Hmm I might be wrong but “Graph” although not louder than “Tags” yet receives greater efforts from Obsidian. It could be the differentiating “niche” Obsidian is busy building for.

Interesting. What is the outcome if you eliminate common words like “it’s”, “I’m”, “don’t”, “var”, etc.

Relatively high degrees of sadness, disgust, fear, etc., is curious. I don’t get that impression from reading this forum regularly. Esp. “disgust”? What is that all about?

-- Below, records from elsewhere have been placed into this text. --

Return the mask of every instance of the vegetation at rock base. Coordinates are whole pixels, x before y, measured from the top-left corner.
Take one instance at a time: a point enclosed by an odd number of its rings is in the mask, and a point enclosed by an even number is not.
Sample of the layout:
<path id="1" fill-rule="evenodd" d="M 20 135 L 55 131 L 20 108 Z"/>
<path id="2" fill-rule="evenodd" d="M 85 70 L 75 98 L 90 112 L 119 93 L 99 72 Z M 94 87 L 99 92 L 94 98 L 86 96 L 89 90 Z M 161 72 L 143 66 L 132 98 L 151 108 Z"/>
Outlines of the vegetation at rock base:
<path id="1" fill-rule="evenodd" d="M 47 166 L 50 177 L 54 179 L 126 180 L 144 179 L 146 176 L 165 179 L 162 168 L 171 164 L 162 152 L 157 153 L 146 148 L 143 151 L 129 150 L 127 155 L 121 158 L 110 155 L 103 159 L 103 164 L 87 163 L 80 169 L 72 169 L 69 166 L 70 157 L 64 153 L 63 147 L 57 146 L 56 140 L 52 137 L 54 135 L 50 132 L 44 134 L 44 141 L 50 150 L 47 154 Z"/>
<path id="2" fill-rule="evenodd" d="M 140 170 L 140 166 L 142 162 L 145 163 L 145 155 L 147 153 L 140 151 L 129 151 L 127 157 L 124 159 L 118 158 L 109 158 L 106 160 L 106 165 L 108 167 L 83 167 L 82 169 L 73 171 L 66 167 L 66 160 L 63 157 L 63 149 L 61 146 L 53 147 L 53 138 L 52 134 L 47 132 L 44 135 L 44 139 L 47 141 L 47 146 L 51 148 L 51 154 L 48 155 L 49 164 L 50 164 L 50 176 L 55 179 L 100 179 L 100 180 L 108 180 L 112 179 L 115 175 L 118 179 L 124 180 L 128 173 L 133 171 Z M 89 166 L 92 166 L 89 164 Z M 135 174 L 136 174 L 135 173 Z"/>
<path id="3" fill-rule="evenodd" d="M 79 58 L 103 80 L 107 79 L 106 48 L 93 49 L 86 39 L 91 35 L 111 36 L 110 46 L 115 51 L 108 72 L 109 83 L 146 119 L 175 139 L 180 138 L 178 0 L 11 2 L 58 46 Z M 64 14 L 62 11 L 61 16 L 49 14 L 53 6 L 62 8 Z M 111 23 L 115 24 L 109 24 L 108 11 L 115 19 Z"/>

IMO this is due to the analysis ‘AI’.
Don’t believe people are ‘disgusted’ by Obsidian :wink:
I am surely not!!!

Edit
The reason why I believe it will still take a long time before computers can analyse like human beings do…

1 Like

I personally uploaded this clip from Veep to YouTube a couple of years ago so that I could reference it on occasions like this:

this is one of the annoying things that came from this fun little project. getting the JSON data from the forums into a usable format was a hassle but then i still had issues removing ALL the stop words. the text was cut down to about half after the stop word removal but i still had those creep in and at around 3AM i was too irritated to both polishing it xD

as for the ‘disgust’ thing the NRC sentiment lexicon (according to a quick google search) overweighs the positive values, and has multiple sentiments per each word, some words can be benign but still have that sentiment. i mostly chose it because the produced visuals were better than the ‘bing’ sentiment lexicon that just shows binary ‘positive’ or ‘negative’ but is more accurate :man_shrugging:

TOO TRUE. definitely did not follow my own data analysis best practices on this late night / early morning escapade :rofl:

1 Like

Interesting – and thank you for taking time to gin up this analysis. My general perception of this particular forum population is that vocal members (most frequent posters) are often focused urgently on very precise and often complex requirements, resolutely held. I suppose that’s indicative of Obsidian’s recency and maturity phase. Thus no surprise that the sentiment data seems to break evenly positive / negative in a milieu where readers have strong opinions about software.

2 Likes